I am completely new to WPF so if there are some things wrong with my submission, let me know  :Smilie: 


Anyway, my first ever WPF project has to include a small simple 3D scene where the user can orbit around using his mouse. I couldn't find many examples on controlling the camera with the mouse, and the ones that I could find offered camera rotation in 3 directions: pitch, yaw and roll. I didn't want my camera to roll, I merely wanted pitch and yaw (and the possibility to zoom), so with the help of jemidiah I pieced together something that works quite well, and decided to submit it here so others can use it or learn how to do it.


So this is a control that you can load some 3d models into and you can use the mouse (by holding the right mouse button) to hover around them. You cannot 'move', and the camera always points toward the middle of the scene, but you can rotate around the scene and look at it from all sides. 
You can also zoom via the scroll wheel.

Additionally, your mouse movement is not restrained to the viewport window only. When you hold down the right button, your mouse cursor is hidden and you can move your mouse as far as you want, or at least until you run out of desktop space or get dizzy :LOL: 

Finally you can change the zoom and the pitch and yaw (rotation) via code too, via the Zoom, Pitch and Yaw methods.

Oh yeah, to load a model I added an AddModel method that accepts a Model3D object, as that is all I will need, but you might want to expose the entire Viewport3D object so that you can also add lights, etc, since I just left those in from an example I used.



Finally, here's a short video that shows an earlier version (I can't make a new video right now). It does not have the 'infinite movement' yet, and the video is called Mouse Fail because I used it to compare it to another video which demonstrates a problem I was having, so don't mind that  :Stick Out Tongue: 

http://www.youtube.com/watch?v=9DWuhU9YHMs


The basis of how it works is pretty simple: I made a UserControl with a regular Viewport3D control, and on top of that a Canvas (to capture mouse events from). 
When the mouse is moved, the amount of movement is measured and from this a pitch and yaw angle is calculated. Then, the camera is rotated using a bunch of RotateTransform3D operations. Credits for this part go largely to jemidiah as I couldn't figure it out on my own  :Smilie:  Thanks!

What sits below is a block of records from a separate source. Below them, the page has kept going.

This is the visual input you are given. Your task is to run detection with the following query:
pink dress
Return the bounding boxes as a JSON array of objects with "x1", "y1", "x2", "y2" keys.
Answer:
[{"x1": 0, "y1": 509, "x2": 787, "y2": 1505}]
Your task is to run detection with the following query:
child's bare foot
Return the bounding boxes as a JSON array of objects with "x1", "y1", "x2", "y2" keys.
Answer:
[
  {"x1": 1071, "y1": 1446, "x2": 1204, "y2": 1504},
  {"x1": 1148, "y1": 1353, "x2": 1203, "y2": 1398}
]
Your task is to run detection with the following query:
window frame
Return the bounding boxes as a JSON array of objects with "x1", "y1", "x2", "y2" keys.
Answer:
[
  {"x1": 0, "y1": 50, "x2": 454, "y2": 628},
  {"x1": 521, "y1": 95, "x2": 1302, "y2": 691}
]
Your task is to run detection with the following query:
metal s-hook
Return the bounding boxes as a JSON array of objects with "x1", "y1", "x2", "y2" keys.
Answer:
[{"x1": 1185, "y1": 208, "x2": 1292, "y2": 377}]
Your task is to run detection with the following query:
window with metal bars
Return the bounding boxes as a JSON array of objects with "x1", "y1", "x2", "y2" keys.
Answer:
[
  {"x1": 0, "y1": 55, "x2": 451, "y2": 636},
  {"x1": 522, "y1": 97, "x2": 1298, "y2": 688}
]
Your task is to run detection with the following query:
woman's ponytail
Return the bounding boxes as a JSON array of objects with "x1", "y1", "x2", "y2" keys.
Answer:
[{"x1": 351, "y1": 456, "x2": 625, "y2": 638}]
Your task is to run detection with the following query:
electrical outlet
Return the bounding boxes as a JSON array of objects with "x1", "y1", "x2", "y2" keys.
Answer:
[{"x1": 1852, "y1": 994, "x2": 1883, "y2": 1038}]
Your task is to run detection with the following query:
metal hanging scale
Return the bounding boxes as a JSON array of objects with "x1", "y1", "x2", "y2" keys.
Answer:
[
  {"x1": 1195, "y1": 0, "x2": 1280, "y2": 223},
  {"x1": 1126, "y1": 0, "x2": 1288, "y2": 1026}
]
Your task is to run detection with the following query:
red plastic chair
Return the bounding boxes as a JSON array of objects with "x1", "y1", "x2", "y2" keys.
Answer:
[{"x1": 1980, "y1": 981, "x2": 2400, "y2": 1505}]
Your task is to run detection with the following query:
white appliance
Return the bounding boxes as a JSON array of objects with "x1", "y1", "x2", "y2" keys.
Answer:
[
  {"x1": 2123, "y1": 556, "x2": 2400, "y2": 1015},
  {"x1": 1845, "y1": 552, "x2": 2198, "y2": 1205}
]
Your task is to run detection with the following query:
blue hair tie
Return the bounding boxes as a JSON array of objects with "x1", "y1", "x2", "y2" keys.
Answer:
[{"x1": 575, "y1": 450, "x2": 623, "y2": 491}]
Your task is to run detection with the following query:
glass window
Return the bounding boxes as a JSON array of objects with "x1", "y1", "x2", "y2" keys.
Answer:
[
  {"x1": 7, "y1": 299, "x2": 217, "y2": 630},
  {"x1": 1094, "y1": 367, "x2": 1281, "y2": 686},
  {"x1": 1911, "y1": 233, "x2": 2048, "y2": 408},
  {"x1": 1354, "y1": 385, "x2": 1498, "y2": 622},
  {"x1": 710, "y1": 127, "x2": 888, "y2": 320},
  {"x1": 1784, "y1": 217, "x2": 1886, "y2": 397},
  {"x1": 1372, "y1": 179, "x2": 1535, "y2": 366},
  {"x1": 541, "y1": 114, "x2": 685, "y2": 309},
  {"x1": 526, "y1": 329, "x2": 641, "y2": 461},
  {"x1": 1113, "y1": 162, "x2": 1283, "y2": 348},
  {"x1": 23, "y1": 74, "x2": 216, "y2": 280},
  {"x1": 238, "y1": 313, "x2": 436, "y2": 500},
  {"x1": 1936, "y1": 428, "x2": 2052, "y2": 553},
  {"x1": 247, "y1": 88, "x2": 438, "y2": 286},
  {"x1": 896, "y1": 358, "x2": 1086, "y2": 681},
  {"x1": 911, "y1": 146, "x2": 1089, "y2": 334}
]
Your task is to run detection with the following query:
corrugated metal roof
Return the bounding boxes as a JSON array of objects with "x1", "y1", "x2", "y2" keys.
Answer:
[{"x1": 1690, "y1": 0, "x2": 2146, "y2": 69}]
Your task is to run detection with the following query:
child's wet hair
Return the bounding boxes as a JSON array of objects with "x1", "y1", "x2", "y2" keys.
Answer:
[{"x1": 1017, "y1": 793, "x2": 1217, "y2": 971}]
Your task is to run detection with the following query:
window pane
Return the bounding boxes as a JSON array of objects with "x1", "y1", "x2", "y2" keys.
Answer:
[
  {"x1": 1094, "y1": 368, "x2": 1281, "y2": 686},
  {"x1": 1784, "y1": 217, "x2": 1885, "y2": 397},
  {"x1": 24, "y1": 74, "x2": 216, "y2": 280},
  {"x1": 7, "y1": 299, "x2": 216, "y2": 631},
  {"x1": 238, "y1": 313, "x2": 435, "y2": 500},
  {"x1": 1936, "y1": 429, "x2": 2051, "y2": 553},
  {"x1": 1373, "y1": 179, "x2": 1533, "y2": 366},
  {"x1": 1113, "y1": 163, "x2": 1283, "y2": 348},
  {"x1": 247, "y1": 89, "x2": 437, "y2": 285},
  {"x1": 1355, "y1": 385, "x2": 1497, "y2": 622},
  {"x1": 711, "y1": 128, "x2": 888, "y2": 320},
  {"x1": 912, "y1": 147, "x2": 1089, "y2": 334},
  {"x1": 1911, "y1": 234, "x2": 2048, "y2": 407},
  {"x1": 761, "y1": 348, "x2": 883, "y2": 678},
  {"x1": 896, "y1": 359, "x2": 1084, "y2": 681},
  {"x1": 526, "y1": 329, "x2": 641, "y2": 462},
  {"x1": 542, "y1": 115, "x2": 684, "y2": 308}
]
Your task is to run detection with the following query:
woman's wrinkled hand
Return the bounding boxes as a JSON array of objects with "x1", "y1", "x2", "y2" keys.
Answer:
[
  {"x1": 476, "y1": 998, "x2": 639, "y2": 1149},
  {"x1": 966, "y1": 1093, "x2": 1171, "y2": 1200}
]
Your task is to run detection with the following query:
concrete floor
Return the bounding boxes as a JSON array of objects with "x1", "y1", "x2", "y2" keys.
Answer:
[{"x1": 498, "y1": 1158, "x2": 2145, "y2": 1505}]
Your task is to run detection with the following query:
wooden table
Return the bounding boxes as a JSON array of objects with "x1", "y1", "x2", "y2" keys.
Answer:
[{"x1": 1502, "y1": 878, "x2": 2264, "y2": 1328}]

To enable 'infinitely long movement', I simply reset the mouse position to the center of the viewport after every movement. Since the mouse cursor is hidden and it's only the relative movement of the mouse that matters, you won't notice this at all and it feels very natural.


So yeah... I uploaded the C# project containing the UserControl and a MouseUtilities class (simply a class with static methods that call the GetCursorPos and SetCursorPos APIs). It was made in .NET 4 but I converted it down to 3.5 and tested it in VS2008 and it seems to work fine.

Enjoy!

----------